For three days in 2002, my mother secluded herself in our guest room in Santa Monica, furious and depressed over my second published short story. I had known she would see my work as a cruel funhouse mirror, so when my story ran in the Santa Monica Review, I stashed my four copies on a high shelf.
Conspicuously identical, they had caught her eye.
The mother in the story, Helen, starved herself of food and starved her teenage daughter, Leah, of affection. A child of Holocaust survivors, Helen was a “wire” mother who raised a nervous girl drawn to science and the safety of facts.
Whereas my mother embraced and kissed me. She taught me to read, curated novels for me as I grew and raised a writer who produced — as I pointed out when my first published story distressed her — fiction.

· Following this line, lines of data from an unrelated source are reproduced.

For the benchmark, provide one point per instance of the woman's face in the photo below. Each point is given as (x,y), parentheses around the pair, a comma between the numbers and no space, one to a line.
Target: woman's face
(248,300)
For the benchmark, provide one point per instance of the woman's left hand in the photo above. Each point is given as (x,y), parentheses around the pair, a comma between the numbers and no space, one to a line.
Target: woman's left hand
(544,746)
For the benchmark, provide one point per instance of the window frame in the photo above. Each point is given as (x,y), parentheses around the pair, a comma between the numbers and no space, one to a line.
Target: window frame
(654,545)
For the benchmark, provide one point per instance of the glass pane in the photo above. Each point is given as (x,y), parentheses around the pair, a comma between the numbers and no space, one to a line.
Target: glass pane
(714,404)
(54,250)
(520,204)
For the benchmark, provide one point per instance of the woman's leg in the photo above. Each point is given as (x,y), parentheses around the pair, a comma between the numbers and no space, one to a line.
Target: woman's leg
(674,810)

Still, there lay in my work an encoded truth about how she had mothered me when I was young. She called herself a “psychoanalyst by marriage,” given my father’s profession, so I knew she would perceive that truth in Helen’s relationship with Leah.

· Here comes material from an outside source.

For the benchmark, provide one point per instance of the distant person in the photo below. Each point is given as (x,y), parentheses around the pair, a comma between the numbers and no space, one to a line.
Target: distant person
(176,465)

Until I was 12, my mother slipped repeatedly from her adoring and caretaking self into depressive states so deep they turned her stony, cold, verbally nonresponsive. This robotic mother made dinner and ironed my father’s shirts, but if she loved me, or even quite knew me, I couldn’t tell.
It terrified me.
In that state of fear, I, too, went numb. Burned into my memory is the image of a girl and her mother silently reflecting each other across a tiny, dark apartment — the parent in her distress looking vacantly away, the daughter in dread, watching carefully from the white of her eye.